The US dollar held steady on Thursday, supported by climbing Treasury yields and the Federal Reserve’s hawkish stance, which suggests a slower pace of rate cuts in 2025. The Dollar Index remained near its two-year high of 108.920, buoyed by robust economic data that underscored labor market resilience. However, trading activity was subdued as US markets observed a holiday for the state funeral of former President Jimmy Carter. Analysts noted that upcoming jobs data and Fed commentary could further shape market expectations regarding monetary policy.
In Europe, the euro struggled against the dollar, with EUR/USD declining by 0.1% amid Germany’s economic challenges. Despite modest gains in German exports and industrial production for November, analysts warned these improvements might not offset the broader economic slowdown. The European Central Bank is anticipated to cut rates by 100 basis points in 2025, adding pressure to the euro, which risks nearing parity with the dollar. Meanwhile, the British pound dropped 0.5% to 1.2296, reflecting concerns about the UK bond market and diminishing confidence in sterling’s performance.

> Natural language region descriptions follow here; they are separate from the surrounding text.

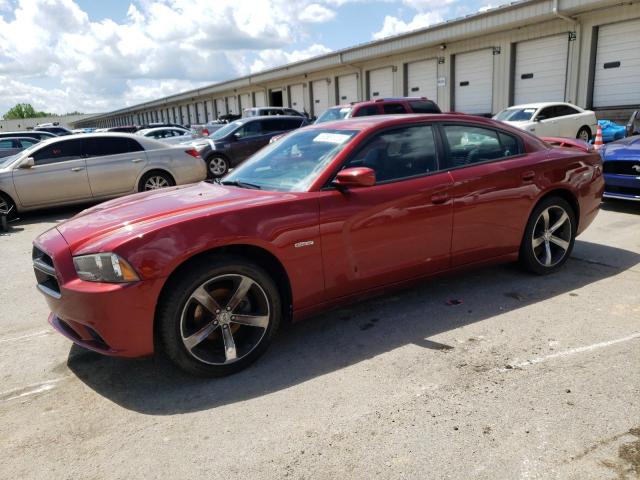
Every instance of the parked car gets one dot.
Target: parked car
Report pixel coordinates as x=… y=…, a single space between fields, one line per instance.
x=558 y=119
x=622 y=168
x=29 y=134
x=266 y=111
x=170 y=135
x=55 y=129
x=92 y=167
x=235 y=142
x=381 y=106
x=13 y=145
x=331 y=212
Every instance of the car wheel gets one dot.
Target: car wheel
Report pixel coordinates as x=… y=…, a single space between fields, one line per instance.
x=218 y=166
x=549 y=237
x=7 y=205
x=155 y=180
x=219 y=316
x=584 y=134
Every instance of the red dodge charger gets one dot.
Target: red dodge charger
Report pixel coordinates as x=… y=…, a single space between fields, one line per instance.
x=206 y=273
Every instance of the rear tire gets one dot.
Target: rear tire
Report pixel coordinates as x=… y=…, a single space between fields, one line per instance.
x=584 y=134
x=155 y=180
x=217 y=166
x=549 y=236
x=219 y=316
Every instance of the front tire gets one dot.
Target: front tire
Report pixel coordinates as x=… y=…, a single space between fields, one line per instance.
x=218 y=166
x=219 y=316
x=549 y=236
x=584 y=134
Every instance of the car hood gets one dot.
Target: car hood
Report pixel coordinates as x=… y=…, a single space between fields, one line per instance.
x=136 y=214
x=625 y=149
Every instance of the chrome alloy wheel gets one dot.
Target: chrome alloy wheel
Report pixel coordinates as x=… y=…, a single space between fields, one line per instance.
x=551 y=236
x=155 y=182
x=217 y=166
x=224 y=319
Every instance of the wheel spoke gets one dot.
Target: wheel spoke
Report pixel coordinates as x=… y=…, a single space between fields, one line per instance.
x=229 y=344
x=537 y=242
x=261 y=321
x=561 y=221
x=545 y=218
x=560 y=242
x=240 y=293
x=547 y=253
x=192 y=340
x=206 y=300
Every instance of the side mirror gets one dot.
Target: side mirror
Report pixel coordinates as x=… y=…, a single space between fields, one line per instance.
x=27 y=163
x=356 y=177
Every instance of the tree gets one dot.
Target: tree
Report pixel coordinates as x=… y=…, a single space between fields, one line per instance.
x=24 y=110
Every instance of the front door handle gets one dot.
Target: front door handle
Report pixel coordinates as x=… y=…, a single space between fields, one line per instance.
x=438 y=198
x=528 y=176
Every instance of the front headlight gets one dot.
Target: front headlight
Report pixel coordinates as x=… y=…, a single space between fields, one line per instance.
x=104 y=267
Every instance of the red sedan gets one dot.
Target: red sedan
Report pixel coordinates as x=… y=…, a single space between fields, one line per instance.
x=206 y=273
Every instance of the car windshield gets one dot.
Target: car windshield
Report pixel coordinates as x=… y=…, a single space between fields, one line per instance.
x=292 y=163
x=337 y=113
x=515 y=115
x=226 y=130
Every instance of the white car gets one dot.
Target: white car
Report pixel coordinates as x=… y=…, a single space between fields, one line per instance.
x=551 y=119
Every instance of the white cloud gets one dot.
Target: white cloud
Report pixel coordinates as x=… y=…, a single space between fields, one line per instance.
x=315 y=13
x=394 y=26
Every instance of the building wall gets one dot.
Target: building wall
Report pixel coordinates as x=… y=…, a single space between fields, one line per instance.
x=475 y=33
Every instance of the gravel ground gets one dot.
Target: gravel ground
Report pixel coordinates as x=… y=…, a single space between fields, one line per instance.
x=521 y=377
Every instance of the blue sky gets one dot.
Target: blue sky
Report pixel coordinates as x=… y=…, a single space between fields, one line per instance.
x=96 y=56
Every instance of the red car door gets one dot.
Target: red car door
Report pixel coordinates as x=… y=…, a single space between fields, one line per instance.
x=493 y=191
x=399 y=228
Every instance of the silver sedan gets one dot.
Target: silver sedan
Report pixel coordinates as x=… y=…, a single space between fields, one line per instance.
x=93 y=167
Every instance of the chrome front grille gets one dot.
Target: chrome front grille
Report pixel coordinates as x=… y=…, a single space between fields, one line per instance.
x=45 y=273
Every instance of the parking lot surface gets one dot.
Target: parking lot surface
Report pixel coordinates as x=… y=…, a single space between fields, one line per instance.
x=490 y=374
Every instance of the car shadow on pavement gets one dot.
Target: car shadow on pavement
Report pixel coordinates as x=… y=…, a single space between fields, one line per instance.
x=346 y=336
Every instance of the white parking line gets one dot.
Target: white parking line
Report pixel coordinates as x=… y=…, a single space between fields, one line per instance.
x=28 y=335
x=32 y=389
x=569 y=352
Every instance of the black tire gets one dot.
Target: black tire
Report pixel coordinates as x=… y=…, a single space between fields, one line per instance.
x=217 y=166
x=7 y=204
x=534 y=258
x=157 y=177
x=180 y=316
x=584 y=134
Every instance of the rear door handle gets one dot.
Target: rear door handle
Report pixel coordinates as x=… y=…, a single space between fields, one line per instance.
x=528 y=176
x=438 y=198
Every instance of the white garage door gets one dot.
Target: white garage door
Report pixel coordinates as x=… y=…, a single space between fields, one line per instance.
x=474 y=82
x=320 y=90
x=348 y=88
x=232 y=105
x=245 y=100
x=296 y=97
x=221 y=108
x=541 y=70
x=260 y=99
x=617 y=72
x=422 y=79
x=380 y=83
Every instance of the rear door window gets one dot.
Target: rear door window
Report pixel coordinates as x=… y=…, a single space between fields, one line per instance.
x=59 y=152
x=467 y=145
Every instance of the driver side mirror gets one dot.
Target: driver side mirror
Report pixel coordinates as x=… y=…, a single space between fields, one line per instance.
x=356 y=177
x=27 y=163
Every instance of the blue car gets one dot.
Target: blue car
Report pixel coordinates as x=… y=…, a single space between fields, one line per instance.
x=621 y=163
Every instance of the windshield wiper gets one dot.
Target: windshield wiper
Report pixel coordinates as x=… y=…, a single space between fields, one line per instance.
x=237 y=183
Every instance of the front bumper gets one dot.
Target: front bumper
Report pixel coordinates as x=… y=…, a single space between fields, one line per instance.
x=113 y=319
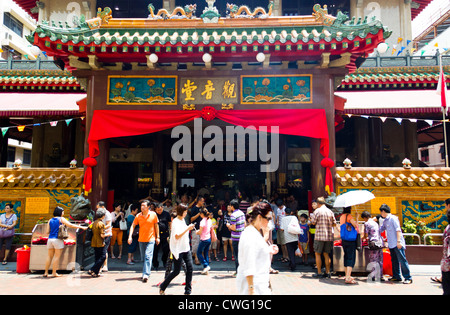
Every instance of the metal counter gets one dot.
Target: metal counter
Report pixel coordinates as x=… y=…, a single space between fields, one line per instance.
x=361 y=261
x=75 y=256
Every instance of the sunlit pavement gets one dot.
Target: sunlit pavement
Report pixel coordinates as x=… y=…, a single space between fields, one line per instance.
x=125 y=279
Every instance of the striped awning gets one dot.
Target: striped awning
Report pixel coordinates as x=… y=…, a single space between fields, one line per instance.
x=391 y=102
x=39 y=104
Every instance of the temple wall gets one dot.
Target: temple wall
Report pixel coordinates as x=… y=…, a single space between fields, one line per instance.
x=416 y=194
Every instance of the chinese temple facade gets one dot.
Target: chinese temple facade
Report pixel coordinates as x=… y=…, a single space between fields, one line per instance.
x=212 y=66
x=146 y=76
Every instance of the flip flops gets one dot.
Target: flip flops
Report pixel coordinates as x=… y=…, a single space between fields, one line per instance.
x=436 y=279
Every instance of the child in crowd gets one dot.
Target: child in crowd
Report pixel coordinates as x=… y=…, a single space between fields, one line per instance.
x=214 y=244
x=304 y=238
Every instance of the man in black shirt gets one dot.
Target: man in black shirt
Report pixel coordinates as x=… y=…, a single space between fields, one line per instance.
x=164 y=220
x=196 y=219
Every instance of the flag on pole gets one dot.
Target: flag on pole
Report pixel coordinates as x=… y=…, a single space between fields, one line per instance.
x=442 y=89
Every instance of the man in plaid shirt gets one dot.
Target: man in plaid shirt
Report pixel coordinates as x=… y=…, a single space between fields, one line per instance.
x=324 y=220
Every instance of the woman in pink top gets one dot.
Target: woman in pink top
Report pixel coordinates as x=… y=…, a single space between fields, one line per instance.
x=205 y=233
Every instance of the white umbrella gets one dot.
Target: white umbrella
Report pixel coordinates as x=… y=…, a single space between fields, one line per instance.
x=352 y=198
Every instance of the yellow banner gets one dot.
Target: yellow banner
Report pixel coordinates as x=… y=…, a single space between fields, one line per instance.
x=37 y=205
x=378 y=201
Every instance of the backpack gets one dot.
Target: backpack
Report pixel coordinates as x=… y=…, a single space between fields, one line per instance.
x=348 y=232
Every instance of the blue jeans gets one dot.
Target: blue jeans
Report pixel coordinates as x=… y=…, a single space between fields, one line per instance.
x=203 y=252
x=146 y=250
x=398 y=259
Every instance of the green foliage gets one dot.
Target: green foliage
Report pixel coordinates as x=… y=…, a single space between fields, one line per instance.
x=409 y=227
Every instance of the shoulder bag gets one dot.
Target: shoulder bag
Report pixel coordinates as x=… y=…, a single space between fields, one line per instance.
x=5 y=233
x=123 y=225
x=294 y=227
x=348 y=231
x=62 y=231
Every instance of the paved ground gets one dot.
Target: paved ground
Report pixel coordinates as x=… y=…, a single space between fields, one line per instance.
x=123 y=279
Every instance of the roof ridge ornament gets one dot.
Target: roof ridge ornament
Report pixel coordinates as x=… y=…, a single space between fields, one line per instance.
x=210 y=13
x=237 y=12
x=322 y=16
x=188 y=12
x=103 y=17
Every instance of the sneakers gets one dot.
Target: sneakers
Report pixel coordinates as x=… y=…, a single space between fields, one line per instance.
x=206 y=270
x=409 y=281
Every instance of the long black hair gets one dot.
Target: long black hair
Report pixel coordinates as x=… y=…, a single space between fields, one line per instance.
x=261 y=208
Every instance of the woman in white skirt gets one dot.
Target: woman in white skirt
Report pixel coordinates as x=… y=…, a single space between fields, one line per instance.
x=254 y=264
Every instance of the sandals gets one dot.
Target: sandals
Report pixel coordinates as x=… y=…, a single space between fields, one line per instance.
x=351 y=281
x=436 y=279
x=93 y=274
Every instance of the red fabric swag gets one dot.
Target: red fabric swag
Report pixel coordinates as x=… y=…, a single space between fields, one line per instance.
x=122 y=123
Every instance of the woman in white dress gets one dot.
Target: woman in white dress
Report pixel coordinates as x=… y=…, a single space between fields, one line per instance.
x=181 y=250
x=254 y=264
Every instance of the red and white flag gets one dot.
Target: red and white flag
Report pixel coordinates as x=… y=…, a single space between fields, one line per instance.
x=442 y=90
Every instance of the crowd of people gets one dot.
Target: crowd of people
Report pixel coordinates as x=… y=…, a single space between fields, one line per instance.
x=202 y=228
x=196 y=231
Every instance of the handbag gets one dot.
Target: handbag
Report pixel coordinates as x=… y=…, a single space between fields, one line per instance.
x=62 y=231
x=6 y=233
x=123 y=225
x=374 y=245
x=348 y=232
x=294 y=227
x=89 y=235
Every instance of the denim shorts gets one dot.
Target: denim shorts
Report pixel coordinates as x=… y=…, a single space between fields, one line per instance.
x=55 y=243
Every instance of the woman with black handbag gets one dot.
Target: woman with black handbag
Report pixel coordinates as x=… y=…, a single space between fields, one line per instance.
x=373 y=236
x=8 y=221
x=55 y=243
x=349 y=245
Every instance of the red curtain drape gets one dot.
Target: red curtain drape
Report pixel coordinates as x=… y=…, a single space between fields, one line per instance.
x=121 y=123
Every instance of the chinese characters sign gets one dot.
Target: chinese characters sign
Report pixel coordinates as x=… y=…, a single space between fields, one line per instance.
x=220 y=90
x=142 y=90
x=226 y=91
x=281 y=89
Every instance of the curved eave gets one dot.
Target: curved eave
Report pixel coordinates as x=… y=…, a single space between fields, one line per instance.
x=281 y=49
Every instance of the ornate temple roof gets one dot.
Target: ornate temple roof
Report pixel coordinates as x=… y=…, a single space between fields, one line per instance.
x=394 y=77
x=38 y=81
x=180 y=36
x=392 y=176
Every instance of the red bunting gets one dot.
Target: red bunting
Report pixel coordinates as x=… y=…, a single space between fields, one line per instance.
x=122 y=123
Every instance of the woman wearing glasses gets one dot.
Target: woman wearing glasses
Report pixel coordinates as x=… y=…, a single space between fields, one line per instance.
x=254 y=264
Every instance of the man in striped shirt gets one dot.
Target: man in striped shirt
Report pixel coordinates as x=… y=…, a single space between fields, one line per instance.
x=236 y=226
x=324 y=220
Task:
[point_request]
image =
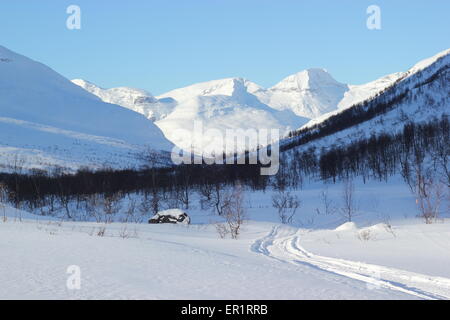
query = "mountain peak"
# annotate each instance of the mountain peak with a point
(308, 79)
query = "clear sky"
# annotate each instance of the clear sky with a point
(163, 45)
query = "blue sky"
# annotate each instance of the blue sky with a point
(162, 45)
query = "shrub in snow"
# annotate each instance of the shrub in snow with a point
(175, 216)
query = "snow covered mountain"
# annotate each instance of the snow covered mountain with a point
(303, 99)
(419, 95)
(46, 120)
(221, 105)
(137, 100)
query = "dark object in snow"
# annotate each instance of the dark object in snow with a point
(174, 216)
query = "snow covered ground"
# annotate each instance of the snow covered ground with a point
(318, 257)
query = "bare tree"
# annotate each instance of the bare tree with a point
(286, 205)
(233, 212)
(327, 203)
(111, 206)
(429, 196)
(213, 197)
(348, 211)
(3, 199)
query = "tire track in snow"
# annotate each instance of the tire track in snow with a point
(282, 244)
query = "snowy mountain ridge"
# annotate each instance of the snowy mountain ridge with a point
(46, 120)
(302, 99)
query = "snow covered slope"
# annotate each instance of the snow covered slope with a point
(236, 103)
(137, 100)
(222, 104)
(421, 94)
(360, 93)
(49, 120)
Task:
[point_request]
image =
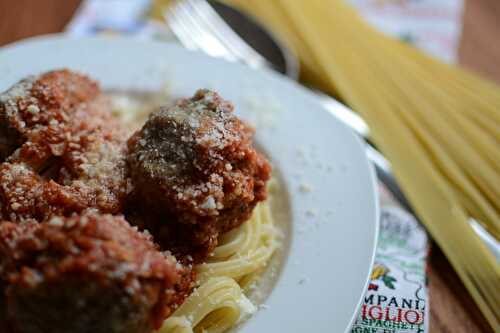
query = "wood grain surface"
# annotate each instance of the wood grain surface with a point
(451, 308)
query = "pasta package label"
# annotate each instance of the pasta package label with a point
(396, 299)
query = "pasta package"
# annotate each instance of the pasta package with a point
(438, 125)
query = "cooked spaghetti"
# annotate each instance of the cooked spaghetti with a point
(220, 301)
(233, 270)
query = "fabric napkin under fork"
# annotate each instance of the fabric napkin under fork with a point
(397, 296)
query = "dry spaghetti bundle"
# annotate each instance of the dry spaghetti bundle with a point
(439, 126)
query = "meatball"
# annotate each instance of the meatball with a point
(88, 273)
(193, 165)
(57, 133)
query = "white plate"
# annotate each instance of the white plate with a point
(333, 227)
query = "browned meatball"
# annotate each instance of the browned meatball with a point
(59, 140)
(193, 165)
(89, 273)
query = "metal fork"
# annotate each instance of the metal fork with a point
(199, 27)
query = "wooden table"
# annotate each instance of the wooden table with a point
(452, 309)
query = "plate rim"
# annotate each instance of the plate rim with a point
(370, 169)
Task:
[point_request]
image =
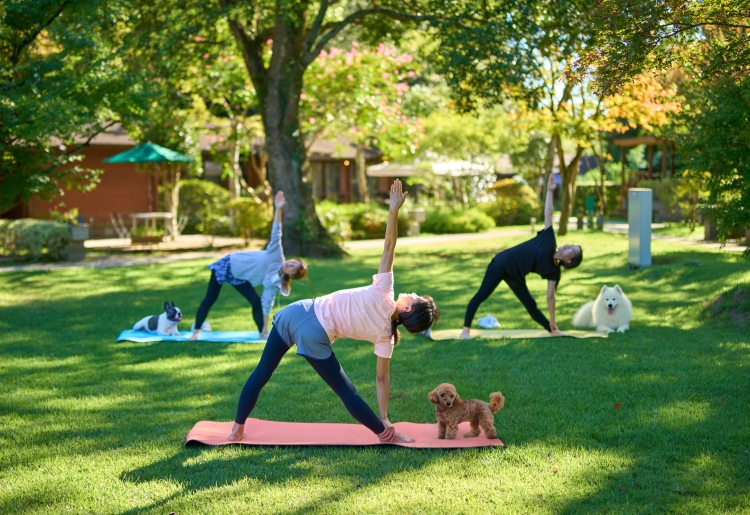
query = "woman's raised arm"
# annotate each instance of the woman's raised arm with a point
(548, 206)
(391, 230)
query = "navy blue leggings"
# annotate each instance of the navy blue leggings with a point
(329, 369)
(214, 288)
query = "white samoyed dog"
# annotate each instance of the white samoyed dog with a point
(611, 311)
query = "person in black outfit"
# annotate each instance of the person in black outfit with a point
(539, 255)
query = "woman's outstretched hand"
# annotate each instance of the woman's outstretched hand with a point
(279, 200)
(552, 185)
(397, 195)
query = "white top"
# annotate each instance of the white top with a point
(262, 267)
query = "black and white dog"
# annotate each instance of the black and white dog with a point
(164, 324)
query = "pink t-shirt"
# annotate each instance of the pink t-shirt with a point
(361, 313)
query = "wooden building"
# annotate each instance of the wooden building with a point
(123, 189)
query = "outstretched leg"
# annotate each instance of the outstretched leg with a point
(247, 291)
(272, 353)
(332, 373)
(214, 288)
(492, 278)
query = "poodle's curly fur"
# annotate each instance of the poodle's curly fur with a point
(450, 411)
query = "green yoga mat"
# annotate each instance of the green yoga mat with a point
(454, 334)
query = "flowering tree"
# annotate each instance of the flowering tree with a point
(359, 94)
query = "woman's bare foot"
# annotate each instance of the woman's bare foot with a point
(391, 436)
(238, 432)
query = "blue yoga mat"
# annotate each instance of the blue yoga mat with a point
(206, 336)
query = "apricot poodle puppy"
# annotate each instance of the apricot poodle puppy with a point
(450, 411)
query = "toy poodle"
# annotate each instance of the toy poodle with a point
(450, 411)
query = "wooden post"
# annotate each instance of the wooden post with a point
(623, 189)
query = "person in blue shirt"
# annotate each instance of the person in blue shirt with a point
(248, 270)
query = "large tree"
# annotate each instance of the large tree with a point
(522, 51)
(60, 88)
(706, 43)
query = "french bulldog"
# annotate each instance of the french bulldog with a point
(164, 324)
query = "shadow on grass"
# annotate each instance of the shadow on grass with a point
(681, 427)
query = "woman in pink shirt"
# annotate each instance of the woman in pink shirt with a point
(368, 313)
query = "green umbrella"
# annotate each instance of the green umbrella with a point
(149, 153)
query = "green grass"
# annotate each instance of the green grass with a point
(88, 425)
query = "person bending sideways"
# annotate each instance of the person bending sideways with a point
(539, 255)
(248, 270)
(368, 313)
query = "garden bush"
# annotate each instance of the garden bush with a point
(205, 205)
(611, 192)
(442, 219)
(30, 238)
(515, 203)
(357, 221)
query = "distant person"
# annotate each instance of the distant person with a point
(539, 255)
(368, 313)
(248, 270)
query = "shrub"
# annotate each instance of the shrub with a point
(357, 221)
(441, 219)
(253, 217)
(515, 203)
(205, 205)
(28, 237)
(612, 193)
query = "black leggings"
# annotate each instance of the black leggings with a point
(496, 273)
(245, 289)
(329, 369)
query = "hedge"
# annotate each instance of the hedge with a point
(30, 238)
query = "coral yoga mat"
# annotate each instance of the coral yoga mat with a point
(266, 432)
(454, 334)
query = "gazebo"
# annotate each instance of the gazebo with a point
(631, 180)
(159, 158)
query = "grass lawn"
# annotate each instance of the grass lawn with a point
(88, 425)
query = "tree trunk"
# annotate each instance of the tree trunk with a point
(278, 87)
(359, 163)
(569, 173)
(287, 163)
(234, 166)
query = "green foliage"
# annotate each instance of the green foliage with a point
(205, 205)
(676, 445)
(441, 219)
(60, 86)
(30, 238)
(359, 94)
(709, 38)
(514, 204)
(253, 217)
(146, 231)
(715, 147)
(357, 221)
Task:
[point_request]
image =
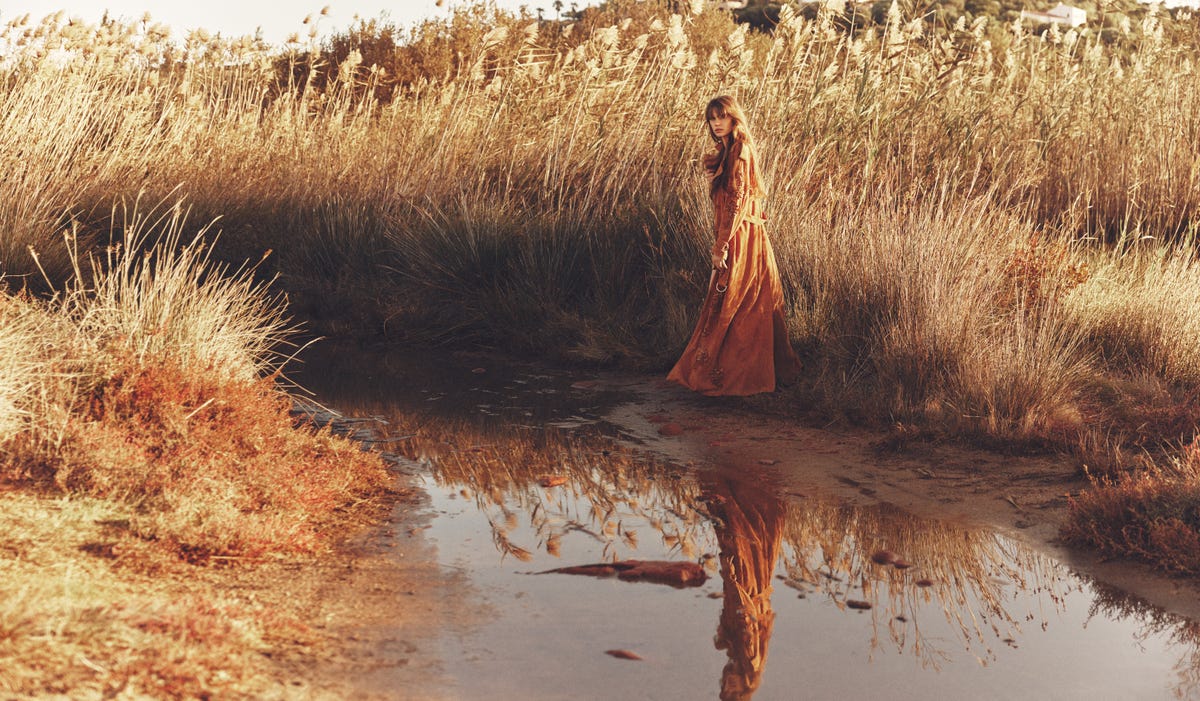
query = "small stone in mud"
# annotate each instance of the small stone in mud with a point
(883, 557)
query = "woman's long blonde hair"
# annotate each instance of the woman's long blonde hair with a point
(721, 162)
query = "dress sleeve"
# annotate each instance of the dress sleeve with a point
(735, 204)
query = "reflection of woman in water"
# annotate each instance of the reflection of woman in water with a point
(749, 528)
(739, 346)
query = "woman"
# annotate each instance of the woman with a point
(739, 346)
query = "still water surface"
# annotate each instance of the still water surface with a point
(795, 605)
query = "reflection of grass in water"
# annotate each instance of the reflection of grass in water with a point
(826, 544)
(965, 570)
(610, 491)
(1182, 631)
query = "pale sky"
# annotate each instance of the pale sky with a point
(279, 18)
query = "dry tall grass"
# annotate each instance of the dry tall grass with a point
(993, 237)
(545, 193)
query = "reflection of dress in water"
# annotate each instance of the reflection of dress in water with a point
(739, 345)
(749, 531)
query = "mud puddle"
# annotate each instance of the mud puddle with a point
(807, 593)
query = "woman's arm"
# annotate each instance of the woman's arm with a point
(735, 208)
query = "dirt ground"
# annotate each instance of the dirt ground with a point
(384, 599)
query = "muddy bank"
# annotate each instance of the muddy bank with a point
(984, 594)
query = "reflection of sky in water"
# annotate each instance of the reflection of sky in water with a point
(999, 621)
(999, 640)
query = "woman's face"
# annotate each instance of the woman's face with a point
(721, 126)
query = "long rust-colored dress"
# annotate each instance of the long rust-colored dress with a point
(739, 346)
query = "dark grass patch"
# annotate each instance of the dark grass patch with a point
(1151, 515)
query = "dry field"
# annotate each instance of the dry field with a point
(985, 234)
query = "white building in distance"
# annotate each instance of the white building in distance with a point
(1060, 13)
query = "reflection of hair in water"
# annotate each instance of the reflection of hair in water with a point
(749, 531)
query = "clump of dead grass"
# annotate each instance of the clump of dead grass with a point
(1151, 514)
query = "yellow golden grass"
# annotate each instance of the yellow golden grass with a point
(549, 183)
(994, 237)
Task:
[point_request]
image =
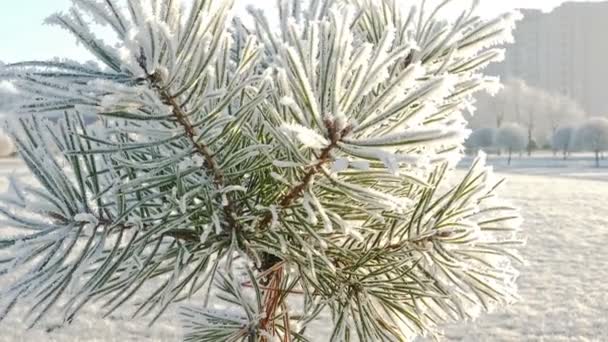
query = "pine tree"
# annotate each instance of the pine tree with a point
(277, 177)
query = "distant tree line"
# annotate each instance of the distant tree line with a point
(521, 118)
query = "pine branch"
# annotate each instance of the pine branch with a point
(202, 149)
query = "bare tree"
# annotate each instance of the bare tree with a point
(481, 138)
(512, 137)
(562, 139)
(593, 136)
(540, 112)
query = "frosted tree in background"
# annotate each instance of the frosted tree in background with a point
(263, 180)
(481, 138)
(512, 137)
(592, 136)
(563, 140)
(541, 112)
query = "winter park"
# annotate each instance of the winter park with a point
(310, 171)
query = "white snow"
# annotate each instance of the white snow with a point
(563, 287)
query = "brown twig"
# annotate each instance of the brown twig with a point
(201, 148)
(274, 277)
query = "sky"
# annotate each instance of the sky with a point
(24, 36)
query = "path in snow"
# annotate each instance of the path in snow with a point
(564, 286)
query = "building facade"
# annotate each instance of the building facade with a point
(564, 51)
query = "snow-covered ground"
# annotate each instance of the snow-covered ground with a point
(564, 286)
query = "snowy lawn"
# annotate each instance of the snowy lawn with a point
(564, 286)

In Asia, the Chinese yuan weakened to its lowest levels in 17 years against the dollar, following weak inflation and persistent producer price deflation in December. This trend signals potential for further economic stimulus from Beijing. Conversely, the Japanese yen gained strength, supported by better-than-expected wage growth, which raised hopes for inflation stability and possible interest rate hikes from the Bank of Japan. These mixed global economic signals highlight varying regional responses to inflationary pressures and monetary policies.